Happy Jack: A Review of Our Boys

It may just be me…   Sometimes with non-fiction sports stories – especially ones that are intended to be inspirational – I feel like I can’t get any traction as a reader.   They start off slowly and I tend to wait and wait and wait and wait, thinking they’ll speed up and the excitement will hit me.   I had this problem with the book version of Friday Night Lights.   I bought the trade paperback while on vacation thinking the read would fly by.   Instead, I plodded and crawled my way through the story and somehow never located the part where it sped up.

Sadly, The Boys… is a very Friday Night… like tale.   It’s a non-fiction account chronicled by an on-leave newspaper reporter of his year spent with a high school’s football team on the plains of Kansas.   OK, if this makes your heart beat faster it may be a book for your vacation.   (Beware that the words wheat and wheat fields are used a lot.)Our Boys (large)

Perhaps part of the problem for me is that I was reading a galley/advanced reading copy of Our Boys.   There were no teaser quotes on the front or back cover – or even inside – stating things like, “The most inspirational youth sports story of the decade!” or “This is Drape’s youth sports masterpiece!”   Galleys can be a bit dull.

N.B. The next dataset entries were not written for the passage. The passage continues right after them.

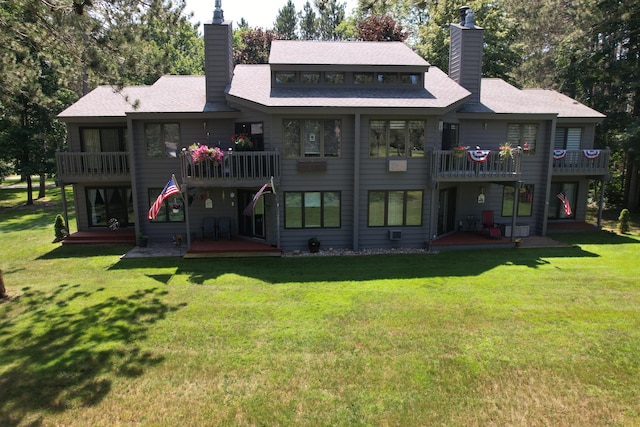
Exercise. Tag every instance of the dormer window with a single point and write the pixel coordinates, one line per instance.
(334, 78)
(310, 78)
(285, 77)
(362, 78)
(388, 78)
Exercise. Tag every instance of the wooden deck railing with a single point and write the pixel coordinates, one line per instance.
(237, 167)
(473, 165)
(581, 162)
(92, 166)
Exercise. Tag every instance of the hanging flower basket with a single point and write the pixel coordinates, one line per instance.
(459, 151)
(200, 152)
(506, 151)
(242, 142)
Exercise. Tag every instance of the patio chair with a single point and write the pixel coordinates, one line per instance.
(209, 228)
(224, 227)
(488, 226)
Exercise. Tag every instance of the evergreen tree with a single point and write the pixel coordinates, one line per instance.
(286, 22)
(330, 16)
(308, 23)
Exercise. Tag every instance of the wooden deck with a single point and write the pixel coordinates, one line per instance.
(230, 248)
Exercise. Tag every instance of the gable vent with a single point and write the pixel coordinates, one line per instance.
(395, 234)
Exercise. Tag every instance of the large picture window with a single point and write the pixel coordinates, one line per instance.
(525, 200)
(103, 140)
(172, 210)
(162, 139)
(312, 138)
(312, 209)
(105, 203)
(395, 208)
(396, 138)
(523, 135)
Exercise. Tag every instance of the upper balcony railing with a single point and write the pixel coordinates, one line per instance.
(235, 168)
(74, 167)
(475, 165)
(581, 162)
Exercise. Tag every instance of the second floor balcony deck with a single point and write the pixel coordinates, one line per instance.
(238, 168)
(474, 166)
(92, 167)
(581, 162)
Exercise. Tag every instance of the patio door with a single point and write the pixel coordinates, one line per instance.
(254, 225)
(447, 211)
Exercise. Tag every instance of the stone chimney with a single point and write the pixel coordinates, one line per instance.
(465, 55)
(218, 55)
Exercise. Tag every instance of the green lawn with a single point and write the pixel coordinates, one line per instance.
(473, 338)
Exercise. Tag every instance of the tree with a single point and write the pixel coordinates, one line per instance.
(286, 22)
(380, 28)
(500, 57)
(308, 23)
(53, 51)
(253, 45)
(330, 15)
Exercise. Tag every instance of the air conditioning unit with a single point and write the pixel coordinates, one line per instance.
(395, 234)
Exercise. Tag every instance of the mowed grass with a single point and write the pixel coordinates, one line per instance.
(472, 338)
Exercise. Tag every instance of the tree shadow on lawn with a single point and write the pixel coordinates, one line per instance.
(601, 237)
(356, 268)
(55, 357)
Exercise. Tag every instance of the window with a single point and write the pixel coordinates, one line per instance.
(567, 138)
(312, 209)
(312, 138)
(525, 200)
(557, 209)
(104, 203)
(96, 140)
(285, 77)
(396, 138)
(449, 136)
(334, 78)
(523, 135)
(362, 78)
(395, 208)
(162, 139)
(172, 210)
(387, 78)
(310, 78)
(410, 79)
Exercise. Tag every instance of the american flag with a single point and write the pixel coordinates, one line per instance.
(169, 190)
(565, 203)
(248, 211)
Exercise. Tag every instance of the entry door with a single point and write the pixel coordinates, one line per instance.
(254, 225)
(447, 210)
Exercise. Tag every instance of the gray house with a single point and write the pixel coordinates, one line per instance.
(366, 144)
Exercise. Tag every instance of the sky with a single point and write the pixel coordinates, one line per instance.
(257, 13)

Then there’s Drape’s factual reporting style.   Here’s a sample:  “The coaches’ office…  was not much to look at – blue lockers on one wall and across from them a long desk fashioned from plywood and file cabinets.   Its top was buried under papers…   Beneath it were boxes full of jerseys and T-shirts and rolls of tape.   Scouting reports dating back five years were in red binders and lined the sleeves.”   Does this make you want to know what happened next?

To be fair, the author himself notes that the Smith Center football coach was hard for reporters to cover as his proclamations “rarely veered from too familiar themes.”   Oh, the coach would say that his team respected every opponent while fearing none; he’d also praise the opponents for playing hard.

In summary, I had hopes that this true life story would offer some fun like a ride in a Volkswagen GTI.   Instead it was a ride in a John Deere Harvester as it plowed through Kansas wheat fields, never quite managing to speed up.